We used NCBI’s blastn+ (v2.15.0) to verify sequence identity for all obtained sequences. In order to maximize use from reads, taxonomic identity was assigned to genus level. All top matches (best bit score) were included regardless of percent identity match or e-value (San Martin, 2024). To limit the impacts of shallow read-depth, reads that made up less than 1 % of a sample total were removed (following similar recommendations from Leponiemi et al., 2023 and Lee et al., 2018).

Statistical Methods

Before performing statistical analysis, normalized Relative Read Abundance (RRA) was calculated for each plant genus per sample. This RRA data was used in all following statistical analyses. All analyses and figures were generated using different packages in R version 4.4.1 (R Core Team, 2024) using the Rstudio interface (RStudio Team, 2023). P-values of < 0.05 were considered statistically significant.

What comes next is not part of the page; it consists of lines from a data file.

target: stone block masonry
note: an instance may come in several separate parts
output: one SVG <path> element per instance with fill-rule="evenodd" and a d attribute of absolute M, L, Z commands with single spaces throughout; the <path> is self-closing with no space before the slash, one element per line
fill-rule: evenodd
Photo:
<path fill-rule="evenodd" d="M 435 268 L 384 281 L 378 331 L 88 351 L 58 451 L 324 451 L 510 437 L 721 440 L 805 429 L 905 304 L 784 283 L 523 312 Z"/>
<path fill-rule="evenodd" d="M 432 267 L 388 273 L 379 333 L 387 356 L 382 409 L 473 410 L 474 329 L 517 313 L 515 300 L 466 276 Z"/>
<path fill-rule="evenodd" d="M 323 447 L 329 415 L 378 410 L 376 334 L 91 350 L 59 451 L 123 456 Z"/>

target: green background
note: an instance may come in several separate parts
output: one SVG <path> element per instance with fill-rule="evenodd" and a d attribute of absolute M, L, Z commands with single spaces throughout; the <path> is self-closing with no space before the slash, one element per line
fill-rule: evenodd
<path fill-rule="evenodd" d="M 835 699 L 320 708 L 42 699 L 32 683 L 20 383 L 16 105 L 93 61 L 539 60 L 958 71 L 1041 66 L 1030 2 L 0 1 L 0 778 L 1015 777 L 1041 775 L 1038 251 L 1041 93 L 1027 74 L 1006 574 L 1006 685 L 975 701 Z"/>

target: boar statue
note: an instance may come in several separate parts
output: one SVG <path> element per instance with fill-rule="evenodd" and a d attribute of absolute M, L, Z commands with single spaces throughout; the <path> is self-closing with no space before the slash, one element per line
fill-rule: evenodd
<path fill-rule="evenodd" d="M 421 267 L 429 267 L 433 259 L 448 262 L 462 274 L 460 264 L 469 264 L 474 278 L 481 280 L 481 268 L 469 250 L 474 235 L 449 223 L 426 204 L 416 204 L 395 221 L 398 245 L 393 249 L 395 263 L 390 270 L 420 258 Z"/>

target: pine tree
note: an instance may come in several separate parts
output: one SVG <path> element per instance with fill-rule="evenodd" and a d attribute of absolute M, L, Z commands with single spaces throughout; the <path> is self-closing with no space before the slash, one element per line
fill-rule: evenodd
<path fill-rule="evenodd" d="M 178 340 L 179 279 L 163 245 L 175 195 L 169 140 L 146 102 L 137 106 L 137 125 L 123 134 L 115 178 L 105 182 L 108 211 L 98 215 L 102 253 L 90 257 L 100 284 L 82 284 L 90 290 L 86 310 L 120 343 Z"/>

To visualize the data, a relative read abundance stacked barchart and heatmap organized by treatment was created using ggplot2 (v3.5.1; Wickham, 2016). To identify differences in the data between treatments and location, we used multivariate species analysis techniques. Results were separated in their respective 6 treatments: Pre-Formic Acid, Pre-Control, During-Formic Acid, During-Control, Post-Formic Acid, and Post-Control. First, we transformed the data using Hellinger-transformation (“hellinger_transformed_data”) to reduce the influence of high or low abundance genera. All following calculations were performed with this transformed data (“data”). We then calculated distance matrices between genera using the “vegdist” command from the vegan package (v2.6.4; Oksanen, 2022). To understand the dispersion effect on the distance data (“distance_data”) we used the “betadisper” command from vegan, with “type = centroid”. In order to quantify the relationship between the different treatment groups and/or location (“treatment” / “location”), permutational analysis of variance (PERMANOVA) was performed on the distance data. The following structure was used for this calculation, definitions for included data and variables are defined above:

adonis2(distance_data~as.factor(data$treatment), data=distance_data, permutations=9999)

Since the result was significant, pairwise post-hoc testing was then performed using the RVAideMemoire package (v0.9.83.1; Herve, 2023) to identify potential significance between specific treatment groups (Pre-Formic Acid, During-Formic Acid, Post-Formic Acid, Pre-Control, During-Control, or Post-Control) or location (Hm, Hw, Ke, Km, Kn, or Ks). The following structure was used for these calculations:

pairwise.perm.manova(distance_data, hellinger_transformed_data$treatment, p.method = "holm")

To visualize orientational differences between treatment groups, we applied the unconstrained, Non-Metric MultiDimensional Scaling (NMDS) modeling from the vegan package to the Hellinger-transformed data using the “metaMDS” command from vegan (v2.6.4; Oksanen, 2022).

To further visualize and understand differences between groups, barplots were created. Diversity metrics including Shannon Diversity Index and genera richness were calculated using the vegan package. All graphs were created using the RStudio package ggplot2 (v3.5.1; Wickham, 2016).